On November 24, 2015, I will premiere my new concerto for piano and orchestra with the Stuttgart Philharmonic and Dan Ettinger conducting.
Each work is a being with its own life, surprises, mysteries and destiny. This piano concerto has one of the most unusual histories of my catalog. It has haunted me for over twenty years – half of my life.
The opening of the concerto, as well as its entire second movement, is based on a dream I had when I was fourteen years old while living in the city of Chelyabinsk in the Ural Mountains of Russia. One night I dreamt a strange hypnotic music, unlike anything I had ever heard. It was also very different from my own compositional efforts of that time. I was so shaken and moved by that musical dream that I forced myself to wake up and write down its main material. This experience was profoundly powerful and in some ways it defined my life. I have been composing music since the age of four and it was the most natural way for me to express myself. But it was this strange dream in which I felt that this music had chosen me rather than the other way around, which predetermined much of what developed later in my life.
For a long time I tried to find the proper vessel for this dream-music. First, I set it in the form of a Flute sonata (I studied and played flute through conservatory,) but the result did not satisfy me. A few years later, at the age of seventeen, I traveled from the Soviet Union to the United States for a concert tour and spontaneously decided to remain in New York. I entered the Juilliard School for composition and piano studies. Several times throughout my student years I returned to the musical idea that had haunted me since that memorable night. That material became the second movement of my Symphonie-Konzert. It was one of my very first large orchestral compositions. I struggled with its form and content. Its title kept on changing from "Symphony" to "Piano Concerto" to "Symphonie-Konzert" to the youthfully pretentious "Requiem for the Millennium." Its form varied from one movement to three, encompassing anywhere from 12 to 45 minutes in length. I performed it with different orchestras in the US, Russia and Germany. The last performance was my Konzertexam at the Hannover Musikhochschule where this was the very first time in the history of this university that a performer was allowed to graduate performing his original concerto.

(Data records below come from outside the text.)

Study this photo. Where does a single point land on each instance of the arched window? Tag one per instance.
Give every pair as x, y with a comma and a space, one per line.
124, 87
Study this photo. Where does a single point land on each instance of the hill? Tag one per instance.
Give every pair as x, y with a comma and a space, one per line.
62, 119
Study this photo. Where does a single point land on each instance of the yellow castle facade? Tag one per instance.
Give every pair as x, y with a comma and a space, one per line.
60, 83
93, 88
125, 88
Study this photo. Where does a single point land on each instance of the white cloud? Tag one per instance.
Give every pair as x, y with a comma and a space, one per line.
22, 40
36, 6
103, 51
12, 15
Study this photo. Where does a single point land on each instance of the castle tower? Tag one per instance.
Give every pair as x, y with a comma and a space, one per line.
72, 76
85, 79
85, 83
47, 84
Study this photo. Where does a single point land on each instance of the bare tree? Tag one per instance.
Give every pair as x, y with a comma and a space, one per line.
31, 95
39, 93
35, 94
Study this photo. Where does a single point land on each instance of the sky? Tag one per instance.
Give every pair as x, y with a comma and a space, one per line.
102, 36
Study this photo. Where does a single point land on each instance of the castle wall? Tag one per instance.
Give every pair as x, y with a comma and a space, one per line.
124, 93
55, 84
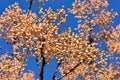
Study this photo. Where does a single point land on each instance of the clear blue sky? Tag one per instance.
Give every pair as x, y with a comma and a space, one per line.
71, 22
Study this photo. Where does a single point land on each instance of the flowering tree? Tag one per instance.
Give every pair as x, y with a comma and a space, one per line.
78, 56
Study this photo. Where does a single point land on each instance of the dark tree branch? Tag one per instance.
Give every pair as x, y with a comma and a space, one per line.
71, 70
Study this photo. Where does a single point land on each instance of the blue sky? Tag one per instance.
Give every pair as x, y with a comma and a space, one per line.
71, 22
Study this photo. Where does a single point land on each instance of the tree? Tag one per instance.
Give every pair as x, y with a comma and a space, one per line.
78, 55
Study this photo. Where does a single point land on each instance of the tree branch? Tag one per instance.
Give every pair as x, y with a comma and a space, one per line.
71, 70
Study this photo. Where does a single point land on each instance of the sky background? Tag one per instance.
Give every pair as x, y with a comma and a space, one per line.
71, 22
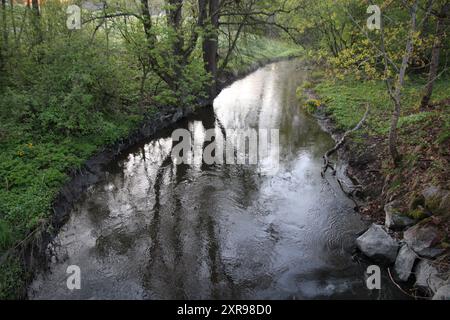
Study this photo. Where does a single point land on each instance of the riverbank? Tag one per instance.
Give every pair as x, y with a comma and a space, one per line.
410, 201
71, 166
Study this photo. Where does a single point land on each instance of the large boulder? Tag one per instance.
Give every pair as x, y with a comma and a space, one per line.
395, 219
443, 293
437, 200
377, 244
404, 262
423, 239
428, 277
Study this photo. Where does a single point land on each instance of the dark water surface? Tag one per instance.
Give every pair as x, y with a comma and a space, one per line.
154, 230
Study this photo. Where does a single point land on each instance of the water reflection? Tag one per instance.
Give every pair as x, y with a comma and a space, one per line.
155, 230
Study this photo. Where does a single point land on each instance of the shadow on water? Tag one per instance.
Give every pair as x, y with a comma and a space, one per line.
155, 230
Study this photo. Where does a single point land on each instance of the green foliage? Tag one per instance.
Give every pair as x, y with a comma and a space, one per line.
252, 48
12, 279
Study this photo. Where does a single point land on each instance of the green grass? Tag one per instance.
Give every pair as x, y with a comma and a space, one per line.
35, 160
346, 99
252, 49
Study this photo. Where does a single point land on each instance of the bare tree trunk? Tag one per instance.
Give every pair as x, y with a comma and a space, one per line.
211, 45
396, 95
434, 63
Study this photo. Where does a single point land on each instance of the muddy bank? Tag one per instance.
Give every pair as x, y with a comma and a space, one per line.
408, 236
35, 250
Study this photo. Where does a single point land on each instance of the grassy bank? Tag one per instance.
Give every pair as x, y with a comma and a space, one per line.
424, 136
57, 121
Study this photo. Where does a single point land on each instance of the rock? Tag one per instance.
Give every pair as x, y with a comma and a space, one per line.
427, 277
377, 244
422, 239
394, 219
443, 293
405, 263
437, 200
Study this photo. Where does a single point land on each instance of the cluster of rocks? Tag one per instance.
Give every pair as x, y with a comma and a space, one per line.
421, 243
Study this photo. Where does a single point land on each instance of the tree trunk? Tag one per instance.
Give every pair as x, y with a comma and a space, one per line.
396, 96
434, 63
211, 45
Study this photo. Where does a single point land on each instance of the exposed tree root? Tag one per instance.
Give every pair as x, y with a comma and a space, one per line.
326, 162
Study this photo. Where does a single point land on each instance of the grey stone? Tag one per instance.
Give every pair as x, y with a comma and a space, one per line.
377, 244
394, 219
404, 262
443, 293
427, 276
422, 239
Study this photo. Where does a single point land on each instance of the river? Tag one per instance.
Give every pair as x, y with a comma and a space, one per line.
155, 230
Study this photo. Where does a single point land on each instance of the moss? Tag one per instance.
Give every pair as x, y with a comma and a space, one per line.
417, 214
12, 279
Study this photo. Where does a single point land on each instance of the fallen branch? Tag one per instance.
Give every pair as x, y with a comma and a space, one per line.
326, 162
402, 290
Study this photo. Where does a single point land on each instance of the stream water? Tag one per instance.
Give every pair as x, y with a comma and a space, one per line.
155, 230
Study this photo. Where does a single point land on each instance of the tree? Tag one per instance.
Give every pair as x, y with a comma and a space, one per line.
441, 18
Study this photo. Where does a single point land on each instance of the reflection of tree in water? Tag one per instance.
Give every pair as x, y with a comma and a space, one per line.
173, 278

In spite of its relative success, in spite of making endless revisions between these performances – I remained unsatisfied. I felt that I was not able to give full justice to this musical material. Perhaps I lacked experience of writing for the orchestra; perhaps I lacked experience in life. The abstract idea of this piece kept on shimmering in the distance, unattainable. I decided then that I needed to put this work aside and wait until I was better able to realize it.
Now, more than twenty-five years since my first dream-sketch related to this work, I had the chance to return to this music. I thought it would be a simple and straightforward revision. With the experience and perspective of the last twenty years - how difficult could that be? I was wrong. Terribly wrong.

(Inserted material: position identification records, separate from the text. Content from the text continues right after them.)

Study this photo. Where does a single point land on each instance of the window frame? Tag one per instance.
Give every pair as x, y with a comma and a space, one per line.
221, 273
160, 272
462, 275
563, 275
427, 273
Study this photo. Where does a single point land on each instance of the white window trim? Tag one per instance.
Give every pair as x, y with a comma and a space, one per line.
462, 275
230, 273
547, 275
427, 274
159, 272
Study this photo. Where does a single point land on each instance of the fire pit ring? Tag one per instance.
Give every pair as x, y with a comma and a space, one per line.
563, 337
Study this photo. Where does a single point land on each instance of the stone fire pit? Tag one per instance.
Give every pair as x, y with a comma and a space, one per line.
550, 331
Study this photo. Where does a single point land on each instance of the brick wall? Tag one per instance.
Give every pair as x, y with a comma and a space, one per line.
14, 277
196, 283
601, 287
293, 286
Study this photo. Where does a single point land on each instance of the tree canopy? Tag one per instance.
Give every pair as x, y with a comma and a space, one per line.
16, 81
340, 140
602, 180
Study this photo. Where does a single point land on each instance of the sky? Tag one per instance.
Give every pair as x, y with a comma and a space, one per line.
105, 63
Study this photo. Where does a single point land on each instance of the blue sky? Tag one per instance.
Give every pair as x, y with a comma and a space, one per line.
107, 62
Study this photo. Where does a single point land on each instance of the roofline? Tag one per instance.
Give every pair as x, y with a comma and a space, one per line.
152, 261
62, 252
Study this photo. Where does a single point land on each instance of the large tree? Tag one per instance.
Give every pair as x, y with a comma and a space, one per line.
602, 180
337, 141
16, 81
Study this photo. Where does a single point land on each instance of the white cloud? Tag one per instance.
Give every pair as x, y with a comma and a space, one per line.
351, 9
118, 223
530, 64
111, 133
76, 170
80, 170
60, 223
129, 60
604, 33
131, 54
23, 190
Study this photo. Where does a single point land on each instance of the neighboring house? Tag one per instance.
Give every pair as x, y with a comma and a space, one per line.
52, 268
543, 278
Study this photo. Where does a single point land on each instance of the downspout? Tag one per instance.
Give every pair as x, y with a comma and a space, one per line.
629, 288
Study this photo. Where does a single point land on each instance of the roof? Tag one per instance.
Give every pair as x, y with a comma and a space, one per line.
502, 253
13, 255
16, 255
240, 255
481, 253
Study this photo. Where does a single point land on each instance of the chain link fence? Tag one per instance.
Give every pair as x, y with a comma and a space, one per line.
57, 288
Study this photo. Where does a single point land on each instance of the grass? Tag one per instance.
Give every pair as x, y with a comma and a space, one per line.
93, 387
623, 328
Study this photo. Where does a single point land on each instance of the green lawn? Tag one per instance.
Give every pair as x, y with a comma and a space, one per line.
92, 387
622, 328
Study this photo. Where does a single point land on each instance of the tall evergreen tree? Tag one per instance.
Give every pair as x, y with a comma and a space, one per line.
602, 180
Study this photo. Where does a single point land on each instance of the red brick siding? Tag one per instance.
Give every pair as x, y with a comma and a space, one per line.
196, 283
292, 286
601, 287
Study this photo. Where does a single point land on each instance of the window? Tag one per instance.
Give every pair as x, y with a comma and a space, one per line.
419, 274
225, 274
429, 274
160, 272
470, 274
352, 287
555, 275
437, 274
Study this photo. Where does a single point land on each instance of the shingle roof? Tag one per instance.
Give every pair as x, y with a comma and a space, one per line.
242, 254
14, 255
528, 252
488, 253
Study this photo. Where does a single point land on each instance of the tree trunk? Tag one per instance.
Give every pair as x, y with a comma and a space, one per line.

Facing this music again was facing my own demons, facing my old fears, memories, facing myself. It was much more difficult than writing a completely new work. I was no longer that teenager who dreamt the second movement, nor was I the ambitious 28-year-old graduating with this work in Hannover. I'm a different person now, in a different stage of life. At the same time, something very essential in me remains as a defining leitmotif.
This work deals with Time and its transformations, one of the most important themes throughout my entire creative output. It deals with our age of decay, post-apocalyptic ruins of human vocabulary; it continues to challenge my personal dialogue with Time. It continues to question, doubt and haunt me, now much older, more experienced, but perhaps, in some ways, also more limited, more inclined to shy away from the essential questions it forced me to face.
I realized that I needed to approach this concerto anew, rewrite it freely. I needed to dangerously balance on a double edge sword: to be true to the person I am now, and at the same time not betray the person I was 20 years ago. Perhaps, it meant I needed to build a bridge between myself then and now, acknowledge and reconcile our differences. I needed to find that hidden leitmotiv that connects me to my past like a mythological Ariadna’s thread, leading me through a labyrinth of memories into the present moment in time. I wanted to preserve that larger-than-life, impractical, idealistic, dreamy approach of the younger me, yet guide it by the knowledge and experience of numerous orchestral compositions (requiems, symphonies, concerti, operas, ballets) that I have written in between these two chapters of my life.
Writing for orchestra can be a magical, wondrous and limitless experience. It can be also infuriating, hurtful and soul-breaking. Many composers never survive the baptism of orchestral writing – not because they lack talent, but because of the harsh, un-fulfilling realities of under-rehearsed performances, combined with the jaded, skeptical or even hostile attitudes of some conductors, musicians, audiences and presenters towards anything new, and general lack of support or even basic understanding of what it means to bring a new creation to the world. I am more fortunate than most. I survived. I flourished. I wrote dozens of orchestral works. The piano concerto kept on haunting me until I knew I had to face it once again. So here we are.